Paul Goble
Staunton, March 9 – The think tanks
of Central Asia – 31 in Kazakhstan, 12 in Uzbekistan, 28 in Kyrgyzstan and seven
in Tajikistan but “for understandable reasons” none in Turkmenistan – are too
weak to figure anywhere on international rankings and too weak to help the
governments and peoples of the region avoid disaster, according to Platon.Asia.
The Kazakhstan-based portal
dedicated to publishing research on society and politics across the region says
that these centers are not found at all on an international rating of think
tanks and are far down the list in one compiled by the Moscow Carnegie Center concerning
those in the post-Soviet space (platon.asia/central/slabost-ekspertnogo-soobshchestva-prichiny-i-sledstvie).

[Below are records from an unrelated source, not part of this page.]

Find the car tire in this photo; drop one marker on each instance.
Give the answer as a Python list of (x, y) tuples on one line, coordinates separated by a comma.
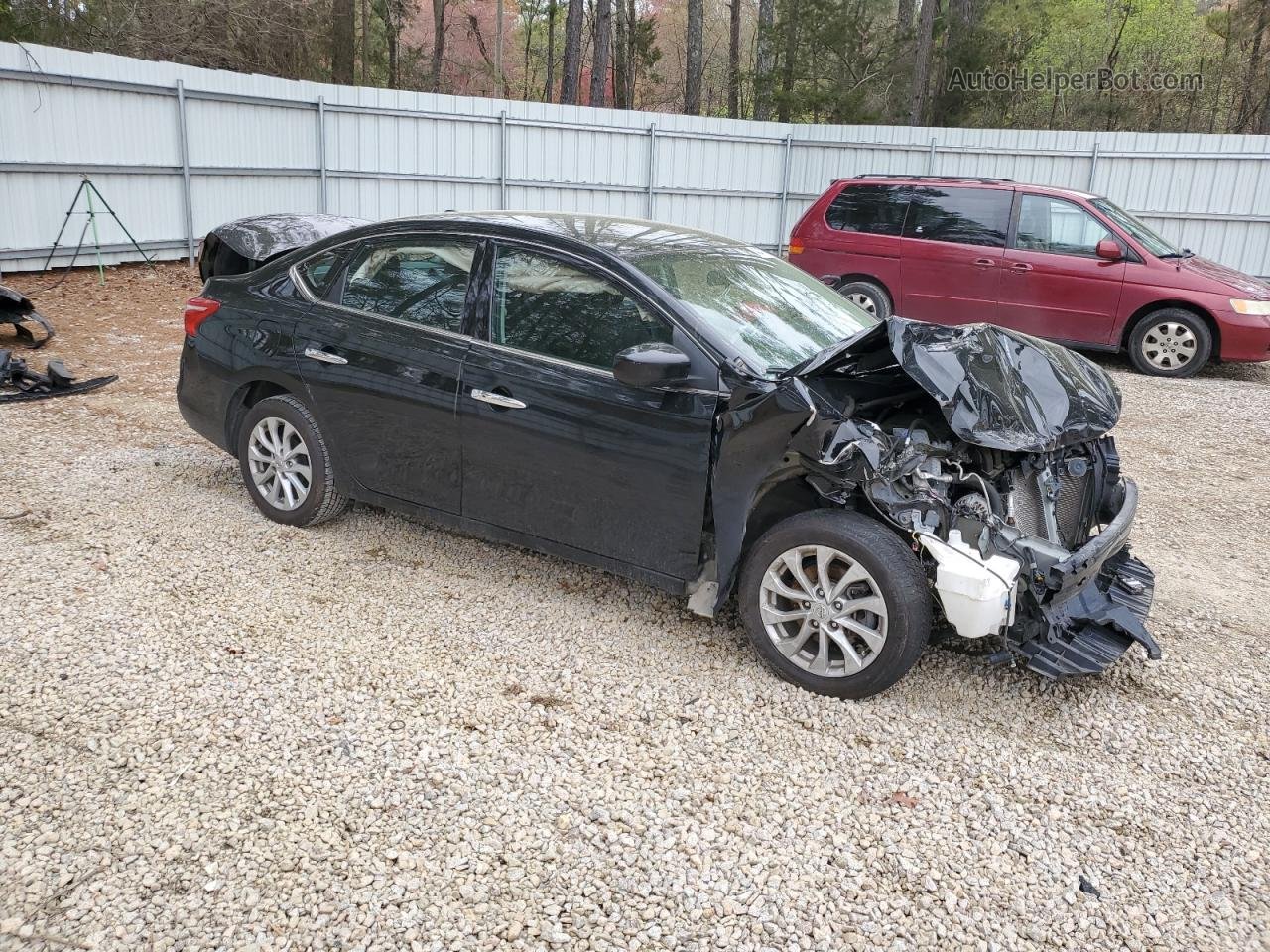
[(871, 567), (867, 296), (286, 465), (1170, 343)]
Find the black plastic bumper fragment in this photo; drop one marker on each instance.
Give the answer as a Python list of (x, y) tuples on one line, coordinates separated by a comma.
[(1092, 629)]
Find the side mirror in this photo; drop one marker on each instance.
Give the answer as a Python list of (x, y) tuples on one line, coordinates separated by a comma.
[(1109, 249), (651, 366)]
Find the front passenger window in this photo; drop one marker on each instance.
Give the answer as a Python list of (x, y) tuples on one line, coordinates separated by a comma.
[(553, 308), (1057, 226), (412, 280)]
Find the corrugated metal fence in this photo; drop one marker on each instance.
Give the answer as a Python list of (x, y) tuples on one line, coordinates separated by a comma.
[(177, 150)]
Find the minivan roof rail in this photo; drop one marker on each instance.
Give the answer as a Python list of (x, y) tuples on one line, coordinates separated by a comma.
[(930, 178)]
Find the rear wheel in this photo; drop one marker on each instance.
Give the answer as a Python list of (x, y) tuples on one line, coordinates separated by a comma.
[(867, 296), (285, 463), (834, 603), (1170, 343)]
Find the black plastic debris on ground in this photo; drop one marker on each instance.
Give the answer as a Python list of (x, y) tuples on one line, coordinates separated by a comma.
[(16, 308), (21, 382)]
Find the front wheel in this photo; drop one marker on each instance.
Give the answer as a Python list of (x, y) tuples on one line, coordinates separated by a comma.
[(835, 603), (869, 298), (1170, 343), (286, 465)]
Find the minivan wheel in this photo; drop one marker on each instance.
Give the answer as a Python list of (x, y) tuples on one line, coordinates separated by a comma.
[(285, 463), (867, 296), (1170, 343), (835, 603)]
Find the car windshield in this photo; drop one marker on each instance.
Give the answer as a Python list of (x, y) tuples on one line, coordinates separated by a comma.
[(1159, 246), (766, 309)]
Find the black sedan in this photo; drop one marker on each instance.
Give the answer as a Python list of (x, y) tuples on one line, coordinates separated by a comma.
[(693, 413)]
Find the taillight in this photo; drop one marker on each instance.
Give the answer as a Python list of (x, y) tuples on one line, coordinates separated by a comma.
[(198, 309)]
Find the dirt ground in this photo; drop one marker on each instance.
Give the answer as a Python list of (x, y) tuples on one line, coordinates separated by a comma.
[(222, 734)]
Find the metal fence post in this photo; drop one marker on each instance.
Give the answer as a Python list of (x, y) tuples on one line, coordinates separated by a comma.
[(502, 160), (185, 171), (321, 149), (652, 167), (785, 193)]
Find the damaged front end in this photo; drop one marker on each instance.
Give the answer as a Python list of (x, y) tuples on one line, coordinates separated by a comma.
[(987, 448)]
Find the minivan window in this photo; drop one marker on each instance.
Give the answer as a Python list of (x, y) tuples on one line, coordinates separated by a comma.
[(412, 280), (549, 307), (1058, 227), (1159, 246), (966, 216), (869, 209)]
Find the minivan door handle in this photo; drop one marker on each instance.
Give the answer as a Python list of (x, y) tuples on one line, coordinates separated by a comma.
[(325, 357), (498, 399)]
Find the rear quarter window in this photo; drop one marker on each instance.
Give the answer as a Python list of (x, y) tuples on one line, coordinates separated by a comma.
[(869, 209)]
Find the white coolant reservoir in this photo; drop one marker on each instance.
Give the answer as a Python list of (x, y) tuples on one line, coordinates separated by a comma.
[(978, 594)]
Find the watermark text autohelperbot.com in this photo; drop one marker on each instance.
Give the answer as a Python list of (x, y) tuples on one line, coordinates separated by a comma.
[(1049, 80)]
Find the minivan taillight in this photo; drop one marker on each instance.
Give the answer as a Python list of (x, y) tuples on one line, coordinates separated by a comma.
[(198, 309)]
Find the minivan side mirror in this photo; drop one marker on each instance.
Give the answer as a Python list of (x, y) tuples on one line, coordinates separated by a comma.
[(1109, 249), (651, 366)]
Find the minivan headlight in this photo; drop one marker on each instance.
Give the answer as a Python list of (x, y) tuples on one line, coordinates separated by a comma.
[(1255, 307)]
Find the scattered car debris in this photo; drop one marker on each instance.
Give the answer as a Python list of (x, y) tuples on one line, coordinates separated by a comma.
[(19, 382), (18, 309), (243, 245)]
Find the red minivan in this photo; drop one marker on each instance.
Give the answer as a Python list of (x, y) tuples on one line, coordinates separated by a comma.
[(1060, 264)]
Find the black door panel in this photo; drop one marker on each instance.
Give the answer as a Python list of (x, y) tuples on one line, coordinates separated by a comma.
[(587, 461), (389, 412)]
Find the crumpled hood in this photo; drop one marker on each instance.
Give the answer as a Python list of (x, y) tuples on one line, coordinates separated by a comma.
[(1243, 284), (996, 388), (268, 235)]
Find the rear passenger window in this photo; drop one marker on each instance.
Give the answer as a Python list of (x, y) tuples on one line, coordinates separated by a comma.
[(1060, 227), (318, 271), (869, 209), (553, 308), (966, 216), (412, 280)]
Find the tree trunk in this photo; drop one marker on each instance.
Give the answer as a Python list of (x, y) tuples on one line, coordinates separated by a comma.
[(734, 60), (439, 44), (366, 42), (572, 67), (695, 62), (621, 58), (603, 31), (393, 14), (922, 61), (549, 89), (343, 45), (905, 18), (789, 23), (765, 60)]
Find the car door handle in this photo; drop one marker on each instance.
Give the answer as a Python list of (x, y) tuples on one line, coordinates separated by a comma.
[(498, 399), (325, 357)]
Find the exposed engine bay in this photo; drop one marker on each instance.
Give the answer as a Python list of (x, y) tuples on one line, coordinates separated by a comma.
[(987, 449)]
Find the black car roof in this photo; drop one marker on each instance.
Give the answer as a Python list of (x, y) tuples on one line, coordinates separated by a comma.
[(624, 238)]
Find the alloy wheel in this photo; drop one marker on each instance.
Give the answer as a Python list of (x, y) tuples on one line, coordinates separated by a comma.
[(280, 465), (824, 611), (1169, 345)]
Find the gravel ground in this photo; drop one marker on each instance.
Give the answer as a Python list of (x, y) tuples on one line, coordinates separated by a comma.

Chief among the reasons for this,
the portal’s editors say, is that “the Central Asian ‘brain trusts’ usually work
directly or indirectly for government organs and are financed by the state or
by top government officials. And as is well known, he who pays the piper calls
the tune.” Thus, they are not in a position to give an independent assessment
of developments.
As a result, instead of providing a
check on the views and actions of the powers that be, the think tanks represent
an echo chamber which confirms the authorities in their positions and a
megaphone which spreads the positions of the authorities under the false cover
of a semi-academic gloss.
“The overwhelming majority of
leading power and pro-power analysts are from well-off families and the
intelligentsia and are quite seriously cut off from the world of ordinary
people and their lives.” Thus, the analysts fail to see what is going on
because they have blinders on that prevent that from occurring.
Moreover and related to this, “many
of our analysts in their work operate primarily on the theoretical positions of
Western social science, the terms of which cannot be completely applied for
making sense of our social reality” while most are dominated by “primitive pro-Marxist
methodology” which assumes that people act only on the basis of economic
interests.
The authorities in these countries
don’t want to see the development of any philosophy of science that could
challenge either of these positions, and that is why that field of inquiry does
not exist in Central Asia today, the editors continue. They are happy to point to think tanks that
are decorative rather than providing any real thinking or guidance.